Self-playing Adversarial Language Game Enhances LLM Reasoning

Pengyu Cheng,Tianhao Hu,Han Xu,Zhisong Zhang,Yong Dai,Lei Han,Nan Du
2024-05-23
Abstract:We explore the self-play training procedure of large language models (LLMs) in a two-player adversarial language game called Adversarial Taboo. In this game, an attacker and a defender communicate around a target word only visible to the attacker. The attacker aims to induce the defender to speak the target word unconsciously, while the defender tries to infer the target word from the attacker's utterances. To win the game, both players should have sufficient knowledge about the target word and high-level reasoning ability to infer and express in this information-reserved conversation. Hence, we are curious about whether LLMs' reasoning ability can be further enhanced by self-play in this adversarial language game (SPAG). With this goal, we select several open-source LLMs and let each act as the attacker and play with a copy of itself as the defender on an extensive range of target words. Through reinforcement learning on the game outcomes, we observe that the LLMs' performances uniformly improve on a broad range of reasoning benchmarks. Furthermore, iteratively adopting this self-play process can continuously promote LLMs' reasoning abilities. The code is at
Computation and Language,Machine Learning
What problem does this paper attempt to address?

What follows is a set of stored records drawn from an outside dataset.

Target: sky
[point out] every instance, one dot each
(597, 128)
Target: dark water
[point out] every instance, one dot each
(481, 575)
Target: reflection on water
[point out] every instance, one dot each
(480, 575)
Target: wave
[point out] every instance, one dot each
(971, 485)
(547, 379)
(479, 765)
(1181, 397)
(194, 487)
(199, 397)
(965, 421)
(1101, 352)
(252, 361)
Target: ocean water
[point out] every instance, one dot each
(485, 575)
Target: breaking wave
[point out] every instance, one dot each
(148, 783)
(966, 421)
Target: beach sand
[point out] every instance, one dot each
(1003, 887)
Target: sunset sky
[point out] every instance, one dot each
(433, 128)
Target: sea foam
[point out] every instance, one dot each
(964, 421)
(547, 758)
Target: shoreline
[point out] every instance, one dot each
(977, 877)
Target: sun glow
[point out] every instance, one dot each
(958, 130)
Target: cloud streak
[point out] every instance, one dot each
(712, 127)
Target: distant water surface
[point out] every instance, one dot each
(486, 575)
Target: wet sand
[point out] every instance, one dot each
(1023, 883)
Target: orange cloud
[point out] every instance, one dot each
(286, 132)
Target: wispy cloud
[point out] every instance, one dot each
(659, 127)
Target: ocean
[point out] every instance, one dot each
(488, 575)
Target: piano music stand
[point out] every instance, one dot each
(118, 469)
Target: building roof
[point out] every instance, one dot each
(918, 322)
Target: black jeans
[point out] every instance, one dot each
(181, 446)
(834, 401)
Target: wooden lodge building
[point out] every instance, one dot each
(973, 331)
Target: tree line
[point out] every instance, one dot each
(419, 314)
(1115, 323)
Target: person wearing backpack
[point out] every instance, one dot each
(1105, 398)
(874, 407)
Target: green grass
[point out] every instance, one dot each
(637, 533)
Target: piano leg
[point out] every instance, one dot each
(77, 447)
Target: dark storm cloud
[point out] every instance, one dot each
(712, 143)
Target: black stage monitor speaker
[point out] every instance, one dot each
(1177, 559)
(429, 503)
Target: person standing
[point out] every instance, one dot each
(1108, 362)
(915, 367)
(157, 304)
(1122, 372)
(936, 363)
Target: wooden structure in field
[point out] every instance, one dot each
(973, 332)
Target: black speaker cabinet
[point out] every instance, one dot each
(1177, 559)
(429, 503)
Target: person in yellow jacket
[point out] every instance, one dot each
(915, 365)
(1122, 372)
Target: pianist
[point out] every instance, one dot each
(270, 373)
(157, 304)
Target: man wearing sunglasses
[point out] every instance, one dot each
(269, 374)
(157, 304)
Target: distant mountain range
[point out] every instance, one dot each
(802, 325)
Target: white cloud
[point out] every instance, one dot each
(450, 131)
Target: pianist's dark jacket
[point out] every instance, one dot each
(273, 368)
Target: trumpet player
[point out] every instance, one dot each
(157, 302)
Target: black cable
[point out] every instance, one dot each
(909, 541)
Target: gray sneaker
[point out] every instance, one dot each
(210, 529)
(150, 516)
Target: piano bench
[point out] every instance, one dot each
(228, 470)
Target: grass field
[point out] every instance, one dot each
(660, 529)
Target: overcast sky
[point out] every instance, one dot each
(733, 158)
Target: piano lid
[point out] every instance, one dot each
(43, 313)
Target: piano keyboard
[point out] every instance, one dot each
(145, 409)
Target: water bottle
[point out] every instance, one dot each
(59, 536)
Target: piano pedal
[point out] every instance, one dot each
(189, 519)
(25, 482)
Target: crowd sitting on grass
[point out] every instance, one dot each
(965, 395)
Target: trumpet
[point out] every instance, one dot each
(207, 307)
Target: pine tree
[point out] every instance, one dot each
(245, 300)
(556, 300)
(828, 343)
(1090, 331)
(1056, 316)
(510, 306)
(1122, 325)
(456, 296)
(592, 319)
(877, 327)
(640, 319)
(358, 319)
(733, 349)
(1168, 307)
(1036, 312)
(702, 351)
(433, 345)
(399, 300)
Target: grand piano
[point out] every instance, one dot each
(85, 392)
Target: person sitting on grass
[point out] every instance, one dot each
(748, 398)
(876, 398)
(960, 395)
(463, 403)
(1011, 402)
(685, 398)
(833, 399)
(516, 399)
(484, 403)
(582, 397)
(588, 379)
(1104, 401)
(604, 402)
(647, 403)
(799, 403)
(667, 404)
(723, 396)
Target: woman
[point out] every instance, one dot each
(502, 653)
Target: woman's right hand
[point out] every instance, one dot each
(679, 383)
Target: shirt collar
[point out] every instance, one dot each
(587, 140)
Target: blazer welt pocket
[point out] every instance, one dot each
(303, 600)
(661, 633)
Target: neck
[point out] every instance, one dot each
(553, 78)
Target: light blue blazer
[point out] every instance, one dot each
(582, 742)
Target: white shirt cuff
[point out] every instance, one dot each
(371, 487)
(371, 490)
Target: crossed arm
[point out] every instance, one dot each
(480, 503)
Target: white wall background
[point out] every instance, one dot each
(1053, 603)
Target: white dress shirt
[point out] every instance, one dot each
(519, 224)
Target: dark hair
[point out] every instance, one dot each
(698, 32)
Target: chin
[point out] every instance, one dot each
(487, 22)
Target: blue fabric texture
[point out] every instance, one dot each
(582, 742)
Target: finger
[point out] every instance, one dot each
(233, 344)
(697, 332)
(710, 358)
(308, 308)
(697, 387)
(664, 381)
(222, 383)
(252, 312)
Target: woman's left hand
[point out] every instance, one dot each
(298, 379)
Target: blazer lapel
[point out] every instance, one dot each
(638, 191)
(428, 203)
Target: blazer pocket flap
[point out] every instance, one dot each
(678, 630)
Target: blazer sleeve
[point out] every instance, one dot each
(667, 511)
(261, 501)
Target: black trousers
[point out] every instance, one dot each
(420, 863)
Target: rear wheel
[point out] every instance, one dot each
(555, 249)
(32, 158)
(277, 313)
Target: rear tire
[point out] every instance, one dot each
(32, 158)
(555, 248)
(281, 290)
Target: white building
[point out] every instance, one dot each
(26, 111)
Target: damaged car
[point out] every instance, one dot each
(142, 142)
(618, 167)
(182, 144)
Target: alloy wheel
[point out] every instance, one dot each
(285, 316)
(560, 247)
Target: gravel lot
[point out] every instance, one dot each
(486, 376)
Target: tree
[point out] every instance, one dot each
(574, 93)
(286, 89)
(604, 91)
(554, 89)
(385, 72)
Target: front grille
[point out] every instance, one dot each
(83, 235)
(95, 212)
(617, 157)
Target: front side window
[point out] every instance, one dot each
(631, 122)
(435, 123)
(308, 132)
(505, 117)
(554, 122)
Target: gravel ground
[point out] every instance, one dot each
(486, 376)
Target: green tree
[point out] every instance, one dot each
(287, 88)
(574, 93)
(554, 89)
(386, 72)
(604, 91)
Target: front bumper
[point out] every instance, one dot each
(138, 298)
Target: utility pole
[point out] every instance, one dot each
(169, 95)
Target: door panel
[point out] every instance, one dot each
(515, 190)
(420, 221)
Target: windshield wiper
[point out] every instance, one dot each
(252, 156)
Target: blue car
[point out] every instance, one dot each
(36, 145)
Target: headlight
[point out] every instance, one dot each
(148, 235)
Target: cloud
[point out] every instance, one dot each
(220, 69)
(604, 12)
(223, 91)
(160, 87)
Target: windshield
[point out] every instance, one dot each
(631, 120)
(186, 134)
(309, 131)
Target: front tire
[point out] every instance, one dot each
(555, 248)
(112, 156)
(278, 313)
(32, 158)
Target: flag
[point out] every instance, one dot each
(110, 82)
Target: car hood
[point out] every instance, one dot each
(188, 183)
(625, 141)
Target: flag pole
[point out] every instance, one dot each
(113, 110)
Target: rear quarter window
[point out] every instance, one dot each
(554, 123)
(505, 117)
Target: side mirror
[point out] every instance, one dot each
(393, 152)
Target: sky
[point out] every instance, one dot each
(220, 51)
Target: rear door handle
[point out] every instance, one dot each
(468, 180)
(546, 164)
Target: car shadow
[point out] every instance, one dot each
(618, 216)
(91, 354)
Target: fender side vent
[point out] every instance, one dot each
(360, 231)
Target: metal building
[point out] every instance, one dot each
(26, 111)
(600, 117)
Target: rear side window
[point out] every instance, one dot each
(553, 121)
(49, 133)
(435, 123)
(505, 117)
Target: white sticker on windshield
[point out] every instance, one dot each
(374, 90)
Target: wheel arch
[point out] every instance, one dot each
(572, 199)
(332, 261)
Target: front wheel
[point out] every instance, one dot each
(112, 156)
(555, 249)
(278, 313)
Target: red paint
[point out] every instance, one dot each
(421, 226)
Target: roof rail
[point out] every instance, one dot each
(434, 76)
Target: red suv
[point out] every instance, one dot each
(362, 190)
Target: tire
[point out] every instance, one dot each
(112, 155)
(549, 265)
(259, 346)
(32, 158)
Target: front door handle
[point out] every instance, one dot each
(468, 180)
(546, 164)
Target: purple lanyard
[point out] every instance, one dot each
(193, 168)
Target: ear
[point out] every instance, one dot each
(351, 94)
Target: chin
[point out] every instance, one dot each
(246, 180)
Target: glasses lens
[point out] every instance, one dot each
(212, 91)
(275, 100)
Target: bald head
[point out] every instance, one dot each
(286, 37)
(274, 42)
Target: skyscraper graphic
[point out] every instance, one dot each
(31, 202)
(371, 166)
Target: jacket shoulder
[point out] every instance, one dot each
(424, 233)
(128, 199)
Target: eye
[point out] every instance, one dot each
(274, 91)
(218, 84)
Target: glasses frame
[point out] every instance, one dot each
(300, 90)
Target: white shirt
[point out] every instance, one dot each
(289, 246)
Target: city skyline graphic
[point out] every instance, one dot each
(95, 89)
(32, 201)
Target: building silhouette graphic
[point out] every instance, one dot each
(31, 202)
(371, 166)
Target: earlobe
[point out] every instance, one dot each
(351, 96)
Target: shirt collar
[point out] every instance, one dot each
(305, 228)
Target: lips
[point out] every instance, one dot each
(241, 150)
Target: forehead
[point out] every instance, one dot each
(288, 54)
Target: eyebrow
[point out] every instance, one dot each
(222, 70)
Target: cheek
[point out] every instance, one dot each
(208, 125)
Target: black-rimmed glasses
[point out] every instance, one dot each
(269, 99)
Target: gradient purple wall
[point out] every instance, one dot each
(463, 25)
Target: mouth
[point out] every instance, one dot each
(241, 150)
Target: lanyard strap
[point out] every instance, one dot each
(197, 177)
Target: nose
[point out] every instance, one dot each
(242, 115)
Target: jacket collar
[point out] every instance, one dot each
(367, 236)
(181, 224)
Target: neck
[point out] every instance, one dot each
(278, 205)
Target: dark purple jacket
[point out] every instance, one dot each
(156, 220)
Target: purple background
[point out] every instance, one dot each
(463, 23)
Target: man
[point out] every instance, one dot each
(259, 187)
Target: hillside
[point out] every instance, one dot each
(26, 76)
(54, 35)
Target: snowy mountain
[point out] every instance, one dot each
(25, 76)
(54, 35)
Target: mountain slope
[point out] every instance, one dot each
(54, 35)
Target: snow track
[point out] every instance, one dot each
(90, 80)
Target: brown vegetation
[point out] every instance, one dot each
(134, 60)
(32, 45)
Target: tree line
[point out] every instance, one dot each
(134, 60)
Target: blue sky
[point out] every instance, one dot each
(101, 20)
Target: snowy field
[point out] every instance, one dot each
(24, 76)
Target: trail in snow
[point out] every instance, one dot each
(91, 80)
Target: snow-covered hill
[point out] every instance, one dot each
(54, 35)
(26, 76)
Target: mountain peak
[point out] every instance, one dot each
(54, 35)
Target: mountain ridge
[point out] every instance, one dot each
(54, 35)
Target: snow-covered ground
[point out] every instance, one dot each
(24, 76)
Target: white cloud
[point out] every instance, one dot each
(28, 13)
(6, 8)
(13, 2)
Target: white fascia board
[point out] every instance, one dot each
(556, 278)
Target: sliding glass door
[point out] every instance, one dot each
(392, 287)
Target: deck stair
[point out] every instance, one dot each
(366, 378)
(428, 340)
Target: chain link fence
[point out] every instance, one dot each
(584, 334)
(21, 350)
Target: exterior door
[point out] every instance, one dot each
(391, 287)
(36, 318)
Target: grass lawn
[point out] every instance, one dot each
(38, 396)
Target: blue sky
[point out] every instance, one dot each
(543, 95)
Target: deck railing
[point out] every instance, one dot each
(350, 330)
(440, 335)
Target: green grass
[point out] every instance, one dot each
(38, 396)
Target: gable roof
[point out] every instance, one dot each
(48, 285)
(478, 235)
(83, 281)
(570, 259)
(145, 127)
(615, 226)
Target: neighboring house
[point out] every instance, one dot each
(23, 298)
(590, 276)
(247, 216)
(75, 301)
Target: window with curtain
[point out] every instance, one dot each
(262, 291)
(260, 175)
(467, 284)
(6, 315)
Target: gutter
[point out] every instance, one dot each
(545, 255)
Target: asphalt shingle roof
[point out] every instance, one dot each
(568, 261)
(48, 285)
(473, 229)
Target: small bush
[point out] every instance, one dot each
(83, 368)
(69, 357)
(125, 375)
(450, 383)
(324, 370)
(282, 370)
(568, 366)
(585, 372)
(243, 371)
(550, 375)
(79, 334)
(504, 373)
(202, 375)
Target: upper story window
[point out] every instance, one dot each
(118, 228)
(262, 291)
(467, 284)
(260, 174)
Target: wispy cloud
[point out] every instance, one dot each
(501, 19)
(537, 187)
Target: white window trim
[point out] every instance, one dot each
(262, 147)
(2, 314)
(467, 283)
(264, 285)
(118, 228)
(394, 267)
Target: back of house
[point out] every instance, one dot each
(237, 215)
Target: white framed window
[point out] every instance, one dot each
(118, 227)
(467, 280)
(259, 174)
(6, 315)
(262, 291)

The problem that this paper attempts to solve is the insufficient reasoning ability of large - language models (LLMs) in complex problem - solving and the development of high - level intelligence. Although existing large - language models such as GPT - 4 and Gemini perform excellently in natural - language understanding, text generation, machine translation, and programming, they still face challenges in reasoning ability, especially in terms of correctness and faithfulness. To address this challenge, researchers have tried various methods, such as Chain - of - Thought (CoT) prompt engineering and the use of auxiliary reasoning tools, but these methods often require additional prompt design and are sensitive to different prompt patterns and LLM checkpoints. To solve these problems, this paper proposes a new self - training method to enhance the reasoning ability of LLMs by allowing them to play against themselves in an adversarial language game. Specifically, the method selects a language game named "Adversarial Taboo", in which two players (an attacker and a defender) have a conversation around a target word known only to the attacker. The attacker's aim is to induce the defender to unconsciously say the target word, while the defender tries to infer the target word from the conversation history. To win the game, both sides need to have sufficient knowledge about the target word and a high level of reasoning ability. Through this method, researchers hope to explore whether the reasoning ability of LLMs can be further enhanced through Self - Play in Adversarial language Game (SPAG). The experimental results show that after multiple rounds of self - play training, the performance of LLMs on multiple reasoning benchmark tests has significantly improved, especially in logical reasoning, common - sense understanding, and complex problem - solving. In addition, iteratively adopting this self - play process can continuously promote the reasoning ability of LLMs, thus providing new possibilities for developing more advanced LLM capabilities.